Ça doit être particulièrement stimulant pour vous de proposer ces lieux atypiques à ces artistes tout en leur laissant une certaine liberté ?
Quand on fait visiter l’église saint germain et qu’on annonce qu’à la place de l’autel on va mettre un piano et que vous jouerez là, il y a une sorte de sidération, c’est fabuleux !
Parlez-nous de la suite...
Rémi Panossian et son trio et le duo Obradović-Tixier, ce sont deux coups de cœur. Ils viennent jouer leurs nouveaux répertoires qui ne sont pas encore sortis.
Deux coups de coeur parce que, Obradović-Tixier, j’ai trouvé ça extrêmement gonflé ce qu’ils ont proposé. RP3, je trouve ce trio hallucinant, ils ne font pas spécialement de promo mais ils remplissent des salles sur leur nom.
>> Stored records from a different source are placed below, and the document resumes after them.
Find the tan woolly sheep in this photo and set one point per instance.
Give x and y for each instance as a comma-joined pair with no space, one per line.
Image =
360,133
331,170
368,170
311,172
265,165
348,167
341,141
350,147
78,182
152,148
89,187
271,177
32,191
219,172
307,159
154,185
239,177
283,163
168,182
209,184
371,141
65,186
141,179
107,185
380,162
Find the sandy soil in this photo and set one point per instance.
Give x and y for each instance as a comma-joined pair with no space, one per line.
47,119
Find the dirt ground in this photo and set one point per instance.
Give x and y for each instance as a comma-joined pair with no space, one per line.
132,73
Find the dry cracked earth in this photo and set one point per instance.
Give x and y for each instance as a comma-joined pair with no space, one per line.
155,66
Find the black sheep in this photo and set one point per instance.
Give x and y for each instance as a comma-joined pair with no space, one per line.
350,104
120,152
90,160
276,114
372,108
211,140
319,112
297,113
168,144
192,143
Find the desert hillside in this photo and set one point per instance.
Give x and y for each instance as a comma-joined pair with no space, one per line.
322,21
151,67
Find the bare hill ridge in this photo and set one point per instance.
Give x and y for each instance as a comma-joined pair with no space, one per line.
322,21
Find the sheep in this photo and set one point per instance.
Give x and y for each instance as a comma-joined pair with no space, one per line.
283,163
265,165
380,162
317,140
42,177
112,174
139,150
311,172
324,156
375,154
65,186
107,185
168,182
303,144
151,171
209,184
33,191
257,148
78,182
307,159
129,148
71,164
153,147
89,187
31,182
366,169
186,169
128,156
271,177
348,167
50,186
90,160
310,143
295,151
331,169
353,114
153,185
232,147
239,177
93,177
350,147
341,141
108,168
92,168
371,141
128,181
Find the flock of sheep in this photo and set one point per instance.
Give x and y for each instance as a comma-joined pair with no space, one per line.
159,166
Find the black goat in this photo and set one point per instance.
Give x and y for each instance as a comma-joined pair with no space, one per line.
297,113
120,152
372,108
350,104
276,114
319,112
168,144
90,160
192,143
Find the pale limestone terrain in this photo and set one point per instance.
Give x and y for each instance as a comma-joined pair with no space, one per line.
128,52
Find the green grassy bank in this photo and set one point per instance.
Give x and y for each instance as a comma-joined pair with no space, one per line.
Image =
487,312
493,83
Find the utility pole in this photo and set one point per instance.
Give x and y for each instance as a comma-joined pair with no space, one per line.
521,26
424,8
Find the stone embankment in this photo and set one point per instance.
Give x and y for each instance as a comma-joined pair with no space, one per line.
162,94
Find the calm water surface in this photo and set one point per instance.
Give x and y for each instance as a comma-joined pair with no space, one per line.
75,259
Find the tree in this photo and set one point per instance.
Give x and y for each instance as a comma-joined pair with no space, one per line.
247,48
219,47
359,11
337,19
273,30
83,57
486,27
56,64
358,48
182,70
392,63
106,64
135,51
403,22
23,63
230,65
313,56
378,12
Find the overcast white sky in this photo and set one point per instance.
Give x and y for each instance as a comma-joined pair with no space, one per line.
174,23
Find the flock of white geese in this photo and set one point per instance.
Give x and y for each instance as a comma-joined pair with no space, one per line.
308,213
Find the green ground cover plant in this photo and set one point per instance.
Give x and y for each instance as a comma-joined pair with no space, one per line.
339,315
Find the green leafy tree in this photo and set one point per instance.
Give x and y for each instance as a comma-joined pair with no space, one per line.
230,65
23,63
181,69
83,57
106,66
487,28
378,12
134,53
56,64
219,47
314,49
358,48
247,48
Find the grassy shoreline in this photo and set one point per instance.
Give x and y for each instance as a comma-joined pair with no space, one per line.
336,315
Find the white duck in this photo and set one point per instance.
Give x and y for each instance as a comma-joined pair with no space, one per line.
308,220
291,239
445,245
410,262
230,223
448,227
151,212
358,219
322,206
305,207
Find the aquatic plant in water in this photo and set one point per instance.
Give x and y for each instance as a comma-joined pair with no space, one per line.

Robin Mansanti, c’est incroyable. C’est un ovni. Quand il est arrivé, on s'est dit : "oh Chet Baker a sorti un nouvel album !" et non en fait c’était Robin Mansanti. C’est un jeune homme d’à peine 30 ans qui compose, qui chante avec cette petite voix très douce. C’est magnifique ce qu’il fait. Ce sera à la mairie du 6è samedi à 15h et c’est un concert gratuit ! Je peux le dire je suis très fier d’avoir réussi à programmer Fred Hersch, digne héritier de Bill Evans, qui a enregistré 30 ou 40 albums. Le sien est atmosphérique. Je n’ai pas les mots pour dire la joie que j’ai de programmer cet homme.
Vous clôturez le festival avec Émile Parisien et Gautier Garrigue ?
Gautier Garrigue est le batteur dont on parle beaucoup en ce moment qui sera en première partie avec Émile Parisien pour présenter en avant-première son album. Puis Émile Parisien sera sur scène avec son quartet pour la sortie de leur album qui scelle les 20 ans du groupe.